"Wir wollen ein gewisses Niveau halten"
Kassel, März 2010 - (von Prem Lata Gupta) Angehende Ingenieure haben beim Start an der Uni größere Wissenslücken als ihnen bewusst ist. Deshalb sind Vorkurse Tradition. An der Uni Kassel jedoch geht es moderner zu: Ein virtuelles Eingangstutorium Mathematik vermittelt den Studierenden in MINT-Fächern (Mathematik, Naturwissenschaften, Informatik und Technik) das notwendige Basiswissen. "Wir wollen weg vom Frontalunterricht, hin zum individuellen Lernen", so Prof. Reinhard Hochmuth.
Sie haben gemeinsam mit anderen Professoren und Mitarbeitern den Multimedia-Kurs entwickelt. Was sind die Gründe?
Prof. Reinhard Hochmuth: Die Zielgruppe ist heterogener als früher. Bei uns in Hessen dürfen auch Fachoberschüler an der Uni studieren. Doch bei Studienanfängern hapert es nicht nur beim Stoff der gymnasialen Oberstufe wie Differentialrechnung, sondern schon bei einfacheren Aufgaben wie Bruchrechnen. Überhaupt unterscheiden sich die heutigen Mathematik-Kenntnisse auch bei Abiturienten von dem Wissensstand, den sie vor 20 Jahren hatten. Wir wollen ein gewisses Niveau halten.
Was ist hier der Vorteil von eLearning?
Prof. Reinhard Hochmuth: Das virtuelle Tutorium ist modular aufgebaut. So lassen sich sehr gezielt Lücken schließen. Außerdem enthält es interaktive Elemente sowie Abschnitte, wo es um typische Fehler geht. Der Lernende kann - anders als bei einem Buch - selber eingreifen, beim Ausprobieren lernen. Wo die Schwächen liegen, erfährt er bei einem Eingangstest, der online stattfindet. Wir nutzen hierfür und auch für die Kommunikation innerhalb des Kurses übrigens Moodle.

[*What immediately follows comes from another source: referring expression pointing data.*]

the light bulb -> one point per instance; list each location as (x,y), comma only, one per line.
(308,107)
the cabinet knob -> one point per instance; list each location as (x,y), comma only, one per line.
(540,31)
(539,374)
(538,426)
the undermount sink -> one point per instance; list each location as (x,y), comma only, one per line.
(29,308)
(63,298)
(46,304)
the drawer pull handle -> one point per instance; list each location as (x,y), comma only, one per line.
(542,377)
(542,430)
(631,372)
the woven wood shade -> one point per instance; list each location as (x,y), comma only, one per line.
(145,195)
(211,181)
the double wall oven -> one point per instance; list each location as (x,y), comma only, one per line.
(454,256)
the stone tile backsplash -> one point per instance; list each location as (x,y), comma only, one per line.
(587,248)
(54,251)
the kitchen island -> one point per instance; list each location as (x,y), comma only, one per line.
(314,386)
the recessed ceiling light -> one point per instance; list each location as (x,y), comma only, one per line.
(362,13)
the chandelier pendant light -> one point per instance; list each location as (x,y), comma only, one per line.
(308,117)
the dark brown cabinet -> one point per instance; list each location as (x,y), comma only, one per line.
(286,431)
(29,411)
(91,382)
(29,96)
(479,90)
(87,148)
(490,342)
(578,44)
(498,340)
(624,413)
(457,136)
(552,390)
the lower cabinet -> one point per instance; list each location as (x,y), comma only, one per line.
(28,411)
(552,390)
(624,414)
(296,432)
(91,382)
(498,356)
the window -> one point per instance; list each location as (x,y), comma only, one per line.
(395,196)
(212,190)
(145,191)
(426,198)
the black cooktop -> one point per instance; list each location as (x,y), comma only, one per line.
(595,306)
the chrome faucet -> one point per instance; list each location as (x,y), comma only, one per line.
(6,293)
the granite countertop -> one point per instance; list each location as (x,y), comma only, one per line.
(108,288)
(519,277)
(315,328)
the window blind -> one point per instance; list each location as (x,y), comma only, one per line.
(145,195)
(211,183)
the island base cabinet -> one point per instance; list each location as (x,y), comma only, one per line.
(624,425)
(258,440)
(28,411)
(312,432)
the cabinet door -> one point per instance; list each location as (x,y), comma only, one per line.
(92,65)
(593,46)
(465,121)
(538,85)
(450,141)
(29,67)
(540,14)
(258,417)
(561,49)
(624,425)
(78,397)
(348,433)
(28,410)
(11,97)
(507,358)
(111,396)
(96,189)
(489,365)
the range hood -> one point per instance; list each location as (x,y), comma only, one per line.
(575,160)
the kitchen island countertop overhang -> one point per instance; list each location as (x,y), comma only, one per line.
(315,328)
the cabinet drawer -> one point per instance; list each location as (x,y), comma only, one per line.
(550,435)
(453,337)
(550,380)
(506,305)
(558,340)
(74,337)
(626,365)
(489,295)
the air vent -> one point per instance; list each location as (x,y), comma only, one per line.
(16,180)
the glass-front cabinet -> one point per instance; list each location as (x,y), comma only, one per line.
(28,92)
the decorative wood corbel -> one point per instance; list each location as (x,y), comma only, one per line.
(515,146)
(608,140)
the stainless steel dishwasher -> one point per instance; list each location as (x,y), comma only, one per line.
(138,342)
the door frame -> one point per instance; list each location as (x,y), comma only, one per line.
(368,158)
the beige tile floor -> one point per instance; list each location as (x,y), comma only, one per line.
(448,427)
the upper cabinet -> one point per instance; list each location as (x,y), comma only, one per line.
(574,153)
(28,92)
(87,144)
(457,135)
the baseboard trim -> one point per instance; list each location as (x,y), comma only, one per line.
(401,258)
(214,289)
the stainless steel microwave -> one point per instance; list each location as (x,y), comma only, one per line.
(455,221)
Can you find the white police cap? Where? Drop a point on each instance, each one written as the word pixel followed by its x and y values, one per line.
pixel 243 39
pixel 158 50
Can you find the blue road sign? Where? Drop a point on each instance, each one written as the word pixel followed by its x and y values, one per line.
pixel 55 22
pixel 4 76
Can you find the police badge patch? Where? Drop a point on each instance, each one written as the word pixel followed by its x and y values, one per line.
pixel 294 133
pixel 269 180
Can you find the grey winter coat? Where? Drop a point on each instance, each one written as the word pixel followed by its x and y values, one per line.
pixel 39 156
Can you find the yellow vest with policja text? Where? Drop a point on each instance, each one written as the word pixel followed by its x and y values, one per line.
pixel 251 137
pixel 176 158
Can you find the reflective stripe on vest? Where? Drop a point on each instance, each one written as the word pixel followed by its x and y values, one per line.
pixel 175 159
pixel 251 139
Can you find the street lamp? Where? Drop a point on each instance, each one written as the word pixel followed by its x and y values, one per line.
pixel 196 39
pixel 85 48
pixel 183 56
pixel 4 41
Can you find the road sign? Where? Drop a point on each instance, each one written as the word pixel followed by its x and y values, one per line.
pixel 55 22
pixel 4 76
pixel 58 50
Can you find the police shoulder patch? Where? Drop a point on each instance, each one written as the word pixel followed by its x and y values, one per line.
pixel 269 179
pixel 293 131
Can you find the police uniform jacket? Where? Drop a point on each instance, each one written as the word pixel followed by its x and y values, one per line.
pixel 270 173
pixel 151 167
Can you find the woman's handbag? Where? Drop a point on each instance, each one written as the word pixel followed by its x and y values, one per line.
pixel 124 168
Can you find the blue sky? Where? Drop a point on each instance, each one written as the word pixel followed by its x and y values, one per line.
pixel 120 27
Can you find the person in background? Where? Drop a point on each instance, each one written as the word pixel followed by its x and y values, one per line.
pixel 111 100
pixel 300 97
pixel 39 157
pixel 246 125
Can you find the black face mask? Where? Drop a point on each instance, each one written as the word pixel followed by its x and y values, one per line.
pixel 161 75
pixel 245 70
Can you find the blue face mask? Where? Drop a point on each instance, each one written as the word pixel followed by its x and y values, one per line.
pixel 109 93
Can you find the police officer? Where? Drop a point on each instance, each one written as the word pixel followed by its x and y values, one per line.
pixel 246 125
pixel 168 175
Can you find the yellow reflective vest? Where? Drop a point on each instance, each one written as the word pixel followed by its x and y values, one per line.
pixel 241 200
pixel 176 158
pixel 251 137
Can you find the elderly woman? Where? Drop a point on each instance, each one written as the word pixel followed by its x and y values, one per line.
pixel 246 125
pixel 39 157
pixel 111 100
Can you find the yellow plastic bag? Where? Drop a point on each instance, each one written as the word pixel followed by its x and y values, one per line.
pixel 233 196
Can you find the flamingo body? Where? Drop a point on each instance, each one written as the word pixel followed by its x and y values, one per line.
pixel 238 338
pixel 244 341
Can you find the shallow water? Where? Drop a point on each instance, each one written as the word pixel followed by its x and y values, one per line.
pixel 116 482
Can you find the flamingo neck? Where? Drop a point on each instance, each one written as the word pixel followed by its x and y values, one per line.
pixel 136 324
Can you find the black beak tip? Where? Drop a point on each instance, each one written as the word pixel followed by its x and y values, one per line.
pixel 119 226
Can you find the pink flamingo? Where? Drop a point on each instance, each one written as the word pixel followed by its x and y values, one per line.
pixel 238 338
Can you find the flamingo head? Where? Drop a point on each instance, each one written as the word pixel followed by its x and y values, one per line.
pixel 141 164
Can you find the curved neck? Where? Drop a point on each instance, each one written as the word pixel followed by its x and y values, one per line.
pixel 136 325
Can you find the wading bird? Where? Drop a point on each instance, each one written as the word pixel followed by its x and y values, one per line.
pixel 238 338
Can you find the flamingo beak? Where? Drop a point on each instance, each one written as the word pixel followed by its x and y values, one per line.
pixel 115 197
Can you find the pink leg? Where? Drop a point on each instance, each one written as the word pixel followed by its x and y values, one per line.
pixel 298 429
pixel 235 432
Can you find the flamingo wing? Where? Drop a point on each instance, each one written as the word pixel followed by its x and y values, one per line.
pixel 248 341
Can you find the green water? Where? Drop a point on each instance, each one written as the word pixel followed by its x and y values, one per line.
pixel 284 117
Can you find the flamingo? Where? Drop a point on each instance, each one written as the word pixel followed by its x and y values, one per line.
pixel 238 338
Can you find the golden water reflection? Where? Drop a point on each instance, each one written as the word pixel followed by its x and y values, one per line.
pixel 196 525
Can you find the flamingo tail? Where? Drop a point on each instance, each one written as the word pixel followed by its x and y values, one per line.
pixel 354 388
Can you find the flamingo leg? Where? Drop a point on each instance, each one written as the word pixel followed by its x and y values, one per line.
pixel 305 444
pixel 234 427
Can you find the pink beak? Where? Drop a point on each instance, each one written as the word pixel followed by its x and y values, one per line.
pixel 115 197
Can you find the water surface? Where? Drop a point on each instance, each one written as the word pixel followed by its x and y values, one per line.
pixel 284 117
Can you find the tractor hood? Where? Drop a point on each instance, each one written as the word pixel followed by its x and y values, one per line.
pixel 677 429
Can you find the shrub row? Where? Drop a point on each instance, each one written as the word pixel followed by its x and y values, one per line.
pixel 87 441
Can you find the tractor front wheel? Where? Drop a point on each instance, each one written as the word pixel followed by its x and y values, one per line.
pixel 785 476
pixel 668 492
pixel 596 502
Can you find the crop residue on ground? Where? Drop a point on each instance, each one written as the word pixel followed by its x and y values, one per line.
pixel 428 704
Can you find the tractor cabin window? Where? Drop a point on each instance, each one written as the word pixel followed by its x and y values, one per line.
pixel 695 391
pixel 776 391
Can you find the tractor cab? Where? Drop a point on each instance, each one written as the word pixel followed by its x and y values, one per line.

Passt denn ein Multimedia-Kurs für jeden Lerner-Typen?
Prof. Reinhard Hochmuth: Es gibt zwei Varianten. Beim E-Kurs findet eine Kick-off-Veranstaltung statt, in der die Technik erklärt wird und zusätzlich während des vierwöchigen Kurses jede Woche ein Präsenztag. Dafür entscheiden sich 40 Prozent aller Teilnehmer. Die anderen 60 Prozent belegen den P-Kurs belegen, hier splitten sich Präsenzunterricht und eLearning im Verhältnis 3:2.
Und was bringt mehr?
Prof. Reinhard Hochmuth: Grundsätzlich belegt ungefähr die Hälfte aller Studierenden in MINT-Fächern einen Vorkurs. Dies belegen unsere Zahlen aus Kassel. Und es wird bestätigt durch Erfahrungen der Universität Paderborn und der TU Darmstadt, die inzwischen ebenfalls unseren virtuellen Vorkurs anbieten. Beim Eingangstest schneiden die Studierenden, egal für welche Variante sie sich entschieden haben, gleich ab. Beim Schluss-Test sehen die Ergebnisse wiederum ähnlich aus. Wobei wir in 2008 sogar einen leichten Vorsprung der eLearner feststellen konnten.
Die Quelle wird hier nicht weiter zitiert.